Demand is 'bright' in 2019 for livestock producers

The livestock markets faced some headwinds in 2018 including near to record supplies of all meats and trade tariffs, which limited exports of pork.

Tim Petry, North Dakota State University livestock market economist, doesn't see supplies easing in 2019. "No, in fact, we're going to go up," he says.

"We've been doing record pork and poultry production for the last four years and that's going to continue," Petry says. "Hog numbers are up, breeding numbers are up 2.5-percent. So, the handwriting is on the wall for record meat supplies again in 2019. Bryan Strommen, market analyst with Progressive Ag of Fargo, doesn't believe the cattle market is past the so-called, "wall of cattle" and that supply will be an issue for the next six months. He says looking at the last three Cattle on Feed Reports, placements have been down, "But the on feed numbers are higher than they have been for quite some time." Plus, he says cow slaughter is up 10-percent and dairy slaughter is up 4.5-percent. Both agree the demand picture is very bright for 2019 after record beef exports during the year. "The good news is we've been doing the record beef exports for the last several months and that is the expectation for 2019," Petry says.

The one caveat is the U.S. Mexico Canada Agreement has not been ratified by Congress and the U.S. is dependent on Canada and Mexico as top customers for U.S. beef and pork. Strommen says he is also watching the disposable income with the volatility in the stock market. "I think when you look at the general economy, we see a lot of volatility in the Dow. For December, it will be the worst performance since 1931."

He says that may be being offset with lower crude oil prices, which help lower gas prices at the pump and provide more disposable income for consumers. As far as marketing advice, Petry says the live cattle and feeder cattle futures prices are at about the same level the cash was last year. "So, producers look at that and say, 'OK, everything is fine, with the same prices, but there are many headwinds such as the economy, trade and the weather."

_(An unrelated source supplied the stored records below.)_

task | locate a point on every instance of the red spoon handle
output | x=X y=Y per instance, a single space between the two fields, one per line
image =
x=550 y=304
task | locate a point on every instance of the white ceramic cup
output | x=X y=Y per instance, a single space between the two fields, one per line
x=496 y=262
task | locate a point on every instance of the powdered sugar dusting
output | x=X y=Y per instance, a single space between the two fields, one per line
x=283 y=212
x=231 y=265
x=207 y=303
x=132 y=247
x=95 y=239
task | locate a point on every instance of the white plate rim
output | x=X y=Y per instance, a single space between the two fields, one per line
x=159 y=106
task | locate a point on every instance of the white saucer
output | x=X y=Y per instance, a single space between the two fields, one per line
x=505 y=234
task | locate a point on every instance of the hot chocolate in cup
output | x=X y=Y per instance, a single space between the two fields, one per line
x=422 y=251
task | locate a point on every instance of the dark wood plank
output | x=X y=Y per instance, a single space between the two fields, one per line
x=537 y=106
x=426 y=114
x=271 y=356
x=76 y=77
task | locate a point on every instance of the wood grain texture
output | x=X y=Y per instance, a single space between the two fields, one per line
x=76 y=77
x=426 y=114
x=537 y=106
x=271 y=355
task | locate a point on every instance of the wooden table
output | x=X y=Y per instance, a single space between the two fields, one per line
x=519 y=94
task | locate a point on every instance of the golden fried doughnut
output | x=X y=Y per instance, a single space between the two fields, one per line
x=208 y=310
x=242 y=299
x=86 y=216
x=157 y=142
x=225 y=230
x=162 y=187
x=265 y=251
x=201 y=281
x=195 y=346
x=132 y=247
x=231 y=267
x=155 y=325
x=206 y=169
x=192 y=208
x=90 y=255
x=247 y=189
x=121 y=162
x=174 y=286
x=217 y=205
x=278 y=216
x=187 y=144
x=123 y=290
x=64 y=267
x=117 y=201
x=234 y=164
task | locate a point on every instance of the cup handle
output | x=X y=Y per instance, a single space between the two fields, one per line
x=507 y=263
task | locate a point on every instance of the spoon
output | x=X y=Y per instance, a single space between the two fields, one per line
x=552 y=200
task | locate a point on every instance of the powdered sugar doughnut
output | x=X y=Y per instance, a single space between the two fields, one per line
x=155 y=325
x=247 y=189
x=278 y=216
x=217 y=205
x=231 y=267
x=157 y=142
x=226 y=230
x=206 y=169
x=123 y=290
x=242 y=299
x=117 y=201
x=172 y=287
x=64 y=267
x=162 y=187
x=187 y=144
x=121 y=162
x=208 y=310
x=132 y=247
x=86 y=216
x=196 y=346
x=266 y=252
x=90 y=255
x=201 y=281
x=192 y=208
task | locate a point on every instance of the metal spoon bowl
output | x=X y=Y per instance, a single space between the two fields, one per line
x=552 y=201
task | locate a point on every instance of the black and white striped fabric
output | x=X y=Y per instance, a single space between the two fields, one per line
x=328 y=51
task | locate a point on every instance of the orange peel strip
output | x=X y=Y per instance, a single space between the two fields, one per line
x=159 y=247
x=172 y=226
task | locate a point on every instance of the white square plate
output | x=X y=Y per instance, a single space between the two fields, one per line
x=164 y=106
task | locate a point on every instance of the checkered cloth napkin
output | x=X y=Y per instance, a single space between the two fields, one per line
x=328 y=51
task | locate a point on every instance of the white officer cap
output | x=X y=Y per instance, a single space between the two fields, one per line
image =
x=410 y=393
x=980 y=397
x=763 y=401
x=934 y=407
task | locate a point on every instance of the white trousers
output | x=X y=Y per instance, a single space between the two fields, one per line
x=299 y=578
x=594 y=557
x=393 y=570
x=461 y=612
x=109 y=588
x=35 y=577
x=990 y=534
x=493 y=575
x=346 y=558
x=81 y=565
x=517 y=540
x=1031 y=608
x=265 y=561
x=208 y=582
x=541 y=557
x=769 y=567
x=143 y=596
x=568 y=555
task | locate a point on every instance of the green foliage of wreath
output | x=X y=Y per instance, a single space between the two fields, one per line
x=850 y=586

He says that makes it tougher to pre-price, especially in cow-calf operations. However, he suggests utilizing the same risk management strategies producers used in 2018 to protect against market volatility. Strommen says there are various tools to protect prices and deal with increased volatility. "You have the future, there's the LRP (Livestock Range and Pasture) program for beef cow producers or they can use options to protect risk, especially on the new calf crop."